Lors de ces réunions « au sommet », David le Rennais a souvent croisé Roland Aubin, un autre représentant d’usagers. A 59 ans, il vit au Havre après être passé par la case CHRS : « Ça n’a duré que trois semaines… Mais quand j’ai vu qu’on dirigeait les gars comme des gosses, ça m’a scandalisé ! Le règlement intérieur des CHRS, c’est pire que celui des prisons : pas de visites, pas de droit à la sexualité, pas d’animaux, pas d’alcool. On mélange les gamins avec les anciens, les buveurs avec les abstinents. C’est le grand foutoir. »
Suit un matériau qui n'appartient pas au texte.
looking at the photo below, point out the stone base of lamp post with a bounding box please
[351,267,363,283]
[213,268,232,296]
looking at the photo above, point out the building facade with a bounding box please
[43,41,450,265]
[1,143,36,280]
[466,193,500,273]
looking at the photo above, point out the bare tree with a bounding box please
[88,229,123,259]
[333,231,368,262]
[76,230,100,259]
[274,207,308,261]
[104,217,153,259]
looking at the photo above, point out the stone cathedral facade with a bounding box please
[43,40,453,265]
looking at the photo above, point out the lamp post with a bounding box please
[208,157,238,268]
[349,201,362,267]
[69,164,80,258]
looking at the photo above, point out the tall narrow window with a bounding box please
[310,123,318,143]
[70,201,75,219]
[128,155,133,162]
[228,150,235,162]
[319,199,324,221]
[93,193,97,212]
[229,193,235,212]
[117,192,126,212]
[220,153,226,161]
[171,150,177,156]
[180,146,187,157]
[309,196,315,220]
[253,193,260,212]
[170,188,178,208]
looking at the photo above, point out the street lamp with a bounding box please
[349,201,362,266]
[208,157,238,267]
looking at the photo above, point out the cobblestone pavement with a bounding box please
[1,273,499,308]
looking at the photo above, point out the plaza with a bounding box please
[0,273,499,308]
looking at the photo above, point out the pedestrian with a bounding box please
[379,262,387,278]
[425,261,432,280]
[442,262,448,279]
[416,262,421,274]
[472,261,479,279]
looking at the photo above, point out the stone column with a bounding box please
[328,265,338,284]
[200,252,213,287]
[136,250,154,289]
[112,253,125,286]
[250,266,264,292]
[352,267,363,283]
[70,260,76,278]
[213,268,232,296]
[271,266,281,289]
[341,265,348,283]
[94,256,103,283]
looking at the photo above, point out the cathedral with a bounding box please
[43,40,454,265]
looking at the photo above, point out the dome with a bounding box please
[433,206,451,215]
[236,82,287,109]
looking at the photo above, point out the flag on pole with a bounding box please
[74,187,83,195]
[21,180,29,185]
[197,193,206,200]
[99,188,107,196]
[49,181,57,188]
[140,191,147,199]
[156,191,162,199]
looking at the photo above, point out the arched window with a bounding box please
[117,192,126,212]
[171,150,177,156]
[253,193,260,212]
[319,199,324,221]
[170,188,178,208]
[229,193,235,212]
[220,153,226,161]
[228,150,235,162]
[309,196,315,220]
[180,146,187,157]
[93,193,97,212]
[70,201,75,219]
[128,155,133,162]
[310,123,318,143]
Comme en témoignent les représentants d’exclus, ce n’est pas facile de porter une parole et un regard d’usager auprès des ministres… Mais ça s’apprend. « Quand vous parlez à un ministre, il y a toujours 3 ou 4 conseillers qui sont là et ça peut être intimidant, confie Roland Aubin. Et quand vous ne connaissez pas les textes et les circulaires, vous vous faîtes endormir facilement. Mais il faut s’informer et il faut insister : si ça ne rentre pas par la porte, il faut passer par la fenêtre ! Faut reconnaître que Benoist Apparu était un ministre plutôt ouvert, et pour avoir rencontré Cécile Duflot lors d’une première approche, je pense qu’elle va marcher dans ses pas… Sauf sur la gestion hivernale où elle a promis de s’adapter à la demande plutôt qu’au thermomètre. »


Les usagers bretons ont élu 8 représentants, 4 par département


« Ça percute le travail social »

Les responsables politiques ne sont pas les seuls à être visés par les interpellations, les professionnels le sont aussi. Ils ne décident pas des politiques publiques, mais ce sont eux qui sont en première ligne pour les mettre en pratique. Et ils sont souvent la cible de vives critiques : pas très accueillants en structure d’urgence, trop intrusifs, trop distants, parfois démobilisés… « Ce n’est pas toujours tendre, ça percute le travail social, mais ces remises en question nous font du bien, reconnaît Joëlle Queguiner, éducatrice spécialisée dans le foyer de la Fondation Massé Trévidy à Morlaix. C’est vrai que c’est plus simple et plus rapide de s’enfermer dans son bureau pour gérer un contrat de séjour et des objectifs. Mais ce n’est pas comme ça qu’on améliore le parcours de la personne. »

L’implication au sein des instances consultatives a également des effets indirects sur l’accompagnement social. Ainsi Jean-Philippe Abgrall, un autre usager du Finistère, se sent « regonflé » depuis qu’il siège au conseil national : « Avant les SDF étaient cachés, alors bien sûr le fait d’être reconnu, c’est une petite révolution dans les mentalités. On voudrait aller plus loin en étant codécideur et pas seulement consulté, mais ça fait déjà du bien de voir que nos droits sont élargis. » David Berthellemy y voit également un bon levier de valorisation : « Moi qui suis ancien toxicomane et ancien alcoolique, j’ai aujourd’hui plus de confiance en moi, plus de motivation et plus de contacts à tous les niveaux… Et puis porter la parole des autres, c’est quelque chose quand même ! »


​Alain Zlotkowski compte porter sa voix et celle de ses "compagnons d'infortune"


Le 24 mai à Morlaix, les usagers bretons ont élu leurs huit nouveaux représentants pour une durée d’un an. Parmi eux, Alain Zlotkowski qui vit actuellement en Ille-et-Villaine. Il a fait « campagne » sur ces thèmes : « Je n’ai pas l’intention de passer ma vie dans la précarité mais je me présente pour me faire entendre et faire entendre mes compagnons d’infortune. Pas pour aller à des réunions pour le plaisir de se rencontrer, mais pour faire réellement avancer les choses. Les politiques et les travailleurs sociaux ne me font pas peur. Sachez que je sais comment caresser dans le sens du poil… Sans lécher la crinière. » Comme une terrible envie de partager le pouvoir, sans concession.